Identify SQL Server Indexes With Duplicate Columns

By:   |   Updated: 2015-05-01   |   Comments (6)   |   Related: > Indexing


Problem

Although not as much of a SQL Server performance issue as missing indexes where they could be used, having too many indexes defined on a table can cause a lot of unnecessary IO on your SQL Server database as well as use up additional disk space. This tip will provide a query that will identify any tables that have indexes that share leading columns so you can decide which ones are not actually needed and remove them.

Solution

Sample SQL Server Table Setup

In order to provide you with some test cases I've included some T-SQL to create a couple of sample tables. These two tables provide examples of the following test cases:

  1. Exact duplicate indexes
  2. Indexes that shares leading columns
  3. Indexes that share first column, but subsequent columns are different

Of course you can always skip this step and test the queries below in one of your own development environments. Either way here is the T-SQL to setup these sample tables.

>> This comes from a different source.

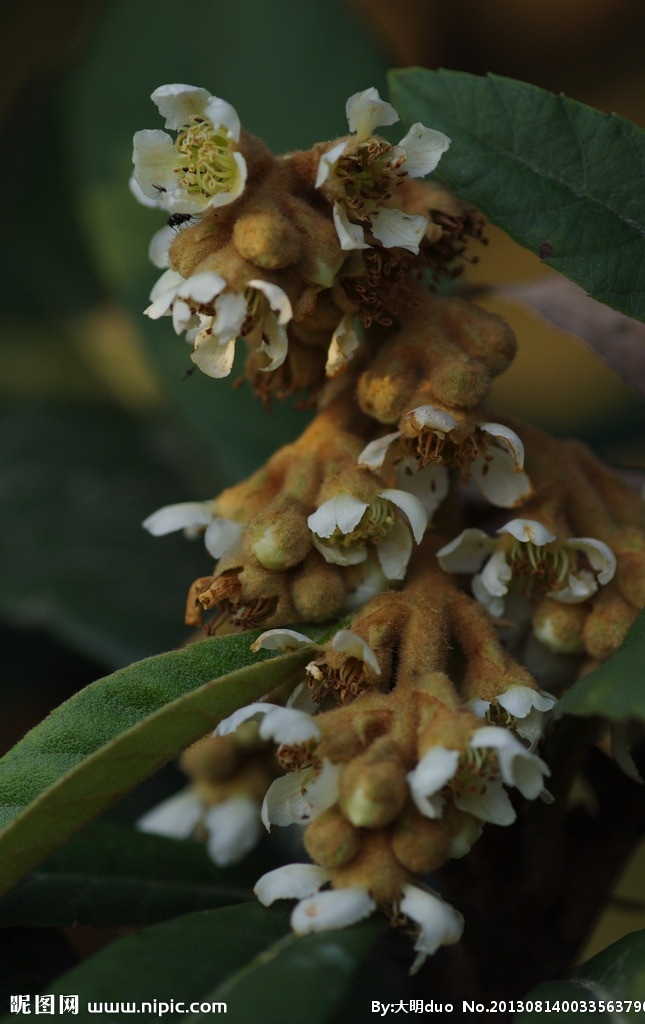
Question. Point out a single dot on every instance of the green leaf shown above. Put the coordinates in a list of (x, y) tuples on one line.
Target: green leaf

-- Create sample table and indexes
CREATE TABLE testtable1 ([col1] [int] NOT NULL primary key  clustered,
                            [col2] [int]  NULL,
                            [col3] [int]  NULL,
                            [col4] [varchar](50) NULL); 

CREATE INDEX idx_testtable1_col2col3 on testtable1 (col2  asc, col3 asc);
CREATE INDEX idx_testtable1_col2col4 on testtable1 (col2  asc, col4 asc);
CREATE INDEX idx_testtable1_col3 on testtable1 (col3  asc);
CREATE INDEX idx_testtable1_col3col4 on testtable1 (col3  asc, col4 asc);

CREATE TABLE testtable2 ([col1] [int] NOT NULL primary key  clustered,
                        [col2] [int]  NULL,
                        [col3] [int]  NULL,
                        [col4] [varchar](50) NULL); 
 
CREATE INDEX idx_testtable2_col3col4 on testtable2 (col3  asc, col4 asc);
CREATE INDEX idx_testtable2_col3col4_1 on testtable2 (col3  asc, col4 asc);

Build Script

In an ideal world you would have a naming convention for your SQL Server indexes that would identify which columns make up the index. Since these types of standards don't always exist it often happens that duplicate indexes can get created on tables and in order to identify these indexes we'll have to use the following catalog views:

To build this query we will break the problem down into two steps. The first thing we will need is a list of all the tables and indexes with their associated columns. For the columns that make up the index we will create a comma separated list of values as is described in this link using the STUFF function and the FOR XML PATH clause. Here is the T-SQL to retrieve this listing. Note the WHERE clause which excludes any tables that are not user created.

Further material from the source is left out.